Dans le même temps, la région du Kurdistan a organisé un référendum sur l’indépendance prévu pour septembre 2017. Les États-Unis et d’autres pays se sont opposés au référendum. L’Iran s’y est également opposé. Après que les Kurdes ont voté massivement pour l’indépendance, les chefs de milices soutenus par l’Iran, tels que Muhandis et Hadi al-Amiri de l’Organisation Badr, ont planifié une attaque contre la région kurde. Ils voulaient reprendre Kirkouk et Sinjar aux Kurdes, zones que les Peshmergas avaient défendues contre l’Etat islamique pendant la guerre. En octobre, ils ont mis leur plan en branle. Lors de brefs affrontements à la mi-octobre, ils ont emporté Kirkouk en l’arrachant aux Peshmergas avec l’aide de l’armée irakienne. Pour la région kurde, tous les cauchemars du passé, lorsque Saddam Hussein avait envoyé des chars contre eux, se sont ravivés. A ce moment-là, Washington est resté sur la touche, encourageant implicitement Abadi à montrer à la région kurde une main ferme et à la punir pour avoir cherché l’indépendance. La montée des milices chiites, qui ont célébré leur victoire à Kirkouk en faisant tomber des drapeaux kurdes, découle de cette situation. Une semaine après que les États-Unis ont virtuellement encouragé Abadi à reprendre Kirkouk, il a convoqué Tillerson à Bagdad et lui a dit que les groupes soutenus par l’Iran étaient en Irak pour rester comme composante du paysage politique.
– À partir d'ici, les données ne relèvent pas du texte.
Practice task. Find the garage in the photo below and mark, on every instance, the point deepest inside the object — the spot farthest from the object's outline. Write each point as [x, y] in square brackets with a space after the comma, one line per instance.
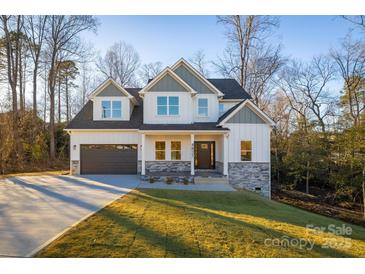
[108, 159]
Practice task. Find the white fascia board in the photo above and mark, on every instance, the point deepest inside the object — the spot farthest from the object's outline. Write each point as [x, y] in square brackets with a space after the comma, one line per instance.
[100, 130]
[258, 111]
[198, 74]
[168, 71]
[107, 82]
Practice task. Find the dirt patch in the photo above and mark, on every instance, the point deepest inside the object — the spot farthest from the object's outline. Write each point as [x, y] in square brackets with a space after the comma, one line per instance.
[314, 203]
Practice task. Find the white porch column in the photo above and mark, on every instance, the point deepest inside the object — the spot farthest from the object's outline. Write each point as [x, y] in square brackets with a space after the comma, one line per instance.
[143, 157]
[225, 154]
[192, 169]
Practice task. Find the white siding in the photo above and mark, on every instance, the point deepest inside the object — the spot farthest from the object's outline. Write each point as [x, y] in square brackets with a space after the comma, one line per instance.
[213, 110]
[97, 110]
[105, 137]
[185, 146]
[228, 105]
[259, 134]
[150, 108]
[218, 144]
[188, 112]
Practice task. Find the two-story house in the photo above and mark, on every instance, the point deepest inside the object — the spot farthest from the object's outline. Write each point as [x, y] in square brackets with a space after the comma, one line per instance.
[179, 123]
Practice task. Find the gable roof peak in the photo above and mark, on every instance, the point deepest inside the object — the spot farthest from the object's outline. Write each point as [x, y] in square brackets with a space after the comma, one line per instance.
[170, 72]
[107, 82]
[194, 71]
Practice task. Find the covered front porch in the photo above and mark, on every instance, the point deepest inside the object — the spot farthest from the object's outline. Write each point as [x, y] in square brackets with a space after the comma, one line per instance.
[184, 153]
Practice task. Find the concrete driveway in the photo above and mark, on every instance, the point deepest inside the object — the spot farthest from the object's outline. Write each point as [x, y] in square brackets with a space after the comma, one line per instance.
[36, 209]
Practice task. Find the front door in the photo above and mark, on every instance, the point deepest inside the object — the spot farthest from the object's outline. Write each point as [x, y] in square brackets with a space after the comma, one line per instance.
[204, 155]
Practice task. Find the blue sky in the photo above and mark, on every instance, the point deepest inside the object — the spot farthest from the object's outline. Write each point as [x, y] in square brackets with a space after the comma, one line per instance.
[168, 38]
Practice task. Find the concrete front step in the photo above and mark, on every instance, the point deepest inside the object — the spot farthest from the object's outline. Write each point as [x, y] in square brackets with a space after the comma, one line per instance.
[210, 180]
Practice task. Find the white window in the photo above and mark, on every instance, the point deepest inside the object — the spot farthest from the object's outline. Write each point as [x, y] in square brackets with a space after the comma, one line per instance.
[167, 105]
[176, 150]
[160, 150]
[111, 109]
[203, 107]
[246, 150]
[221, 109]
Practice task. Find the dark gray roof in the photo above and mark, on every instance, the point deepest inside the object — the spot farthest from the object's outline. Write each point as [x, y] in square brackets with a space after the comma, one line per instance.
[194, 126]
[84, 119]
[224, 115]
[230, 88]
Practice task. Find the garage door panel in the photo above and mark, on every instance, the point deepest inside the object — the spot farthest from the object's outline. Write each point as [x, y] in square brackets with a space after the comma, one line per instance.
[109, 159]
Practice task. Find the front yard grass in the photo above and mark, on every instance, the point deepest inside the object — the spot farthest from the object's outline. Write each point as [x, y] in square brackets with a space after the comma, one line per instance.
[37, 173]
[171, 223]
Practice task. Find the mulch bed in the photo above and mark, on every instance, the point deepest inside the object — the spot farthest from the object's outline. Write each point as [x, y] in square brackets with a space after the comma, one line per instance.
[314, 204]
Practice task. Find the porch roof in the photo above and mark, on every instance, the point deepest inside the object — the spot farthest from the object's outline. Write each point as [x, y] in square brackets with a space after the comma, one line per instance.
[184, 127]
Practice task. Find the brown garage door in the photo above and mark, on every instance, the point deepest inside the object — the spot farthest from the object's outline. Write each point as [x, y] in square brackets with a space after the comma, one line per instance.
[108, 159]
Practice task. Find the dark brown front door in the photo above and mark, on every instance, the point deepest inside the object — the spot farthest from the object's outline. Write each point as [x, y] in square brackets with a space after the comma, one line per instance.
[108, 159]
[204, 155]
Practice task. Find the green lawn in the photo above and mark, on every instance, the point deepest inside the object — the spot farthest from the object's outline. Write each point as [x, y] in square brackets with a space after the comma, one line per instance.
[166, 223]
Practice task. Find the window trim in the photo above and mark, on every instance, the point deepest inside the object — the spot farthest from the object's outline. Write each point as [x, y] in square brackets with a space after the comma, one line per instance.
[111, 110]
[207, 107]
[158, 150]
[168, 105]
[245, 150]
[175, 150]
[221, 112]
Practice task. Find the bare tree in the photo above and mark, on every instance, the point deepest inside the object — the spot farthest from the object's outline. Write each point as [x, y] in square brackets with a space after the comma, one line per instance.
[150, 71]
[120, 63]
[63, 42]
[308, 85]
[249, 58]
[200, 63]
[358, 20]
[350, 60]
[35, 31]
[11, 26]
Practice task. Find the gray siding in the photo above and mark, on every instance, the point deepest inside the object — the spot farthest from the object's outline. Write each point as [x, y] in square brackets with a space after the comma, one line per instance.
[246, 116]
[167, 83]
[191, 80]
[110, 90]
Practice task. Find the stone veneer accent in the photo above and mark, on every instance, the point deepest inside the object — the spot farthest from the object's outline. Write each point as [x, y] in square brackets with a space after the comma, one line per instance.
[250, 175]
[167, 166]
[219, 166]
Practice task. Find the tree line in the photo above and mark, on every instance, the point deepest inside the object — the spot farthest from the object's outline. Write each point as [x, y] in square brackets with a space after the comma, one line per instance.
[318, 105]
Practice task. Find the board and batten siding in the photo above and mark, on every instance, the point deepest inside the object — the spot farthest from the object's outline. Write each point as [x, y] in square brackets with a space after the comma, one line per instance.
[192, 80]
[167, 84]
[97, 109]
[185, 145]
[150, 109]
[110, 90]
[259, 134]
[101, 137]
[213, 108]
[246, 115]
[188, 108]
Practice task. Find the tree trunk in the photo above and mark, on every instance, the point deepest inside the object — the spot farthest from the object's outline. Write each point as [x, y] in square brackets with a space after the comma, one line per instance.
[20, 79]
[67, 102]
[51, 90]
[307, 179]
[35, 72]
[59, 101]
[363, 190]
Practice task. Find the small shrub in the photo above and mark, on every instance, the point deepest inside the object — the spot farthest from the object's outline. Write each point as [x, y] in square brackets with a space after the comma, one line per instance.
[185, 181]
[169, 180]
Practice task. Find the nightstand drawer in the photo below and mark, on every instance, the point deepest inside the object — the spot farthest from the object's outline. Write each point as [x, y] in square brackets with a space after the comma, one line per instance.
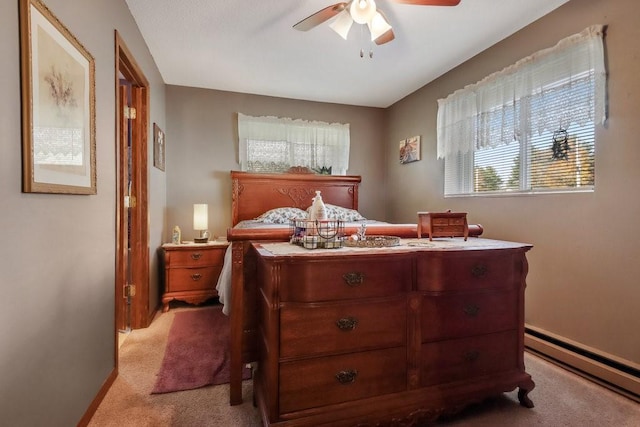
[192, 279]
[330, 328]
[345, 279]
[461, 359]
[329, 380]
[195, 258]
[466, 314]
Deux mois après que les milices chiites ont aidé à planifier l’attaque des Kurdes à Kirkouk, Qais Khazali s’est rendu au Liban pour menacer Israël. La bataille de Kirkouk avait renforcé les milices, qui ont maintenant déclaré ouvertement qu’elles expulseraient les États-Unis d’Irak et de Syrie, et combattraient les États-Unis et Israël. En juin 2018, des frappes aériennes ont fracassé un complexe du Kataib Hezbollah en Syrie. À ce moment-là, les milices travaillaient déjà avec l’Iran pour apporter au Hezbollah des armes à guidage de précision et des missiles balistiques via l’Irak en Syrie. D’autres missiles balistiques sont arrivés en août 2018. En février 2019, ils ont commencé à harceler les forces américaines en Irak. Puis, ils ont commencé à tirer des roquettes sur les Américains. Le 27 décembre, un entrepreneur (sous-traitant) américain a été tué et les États-Unis ont exercé des représailles. Les généraux et responsables de la région du Kurdistan avaient mis en garde contre un tel incident depuis des années. Leur avertissement est tombé largement dans l’oreille d’un sourd.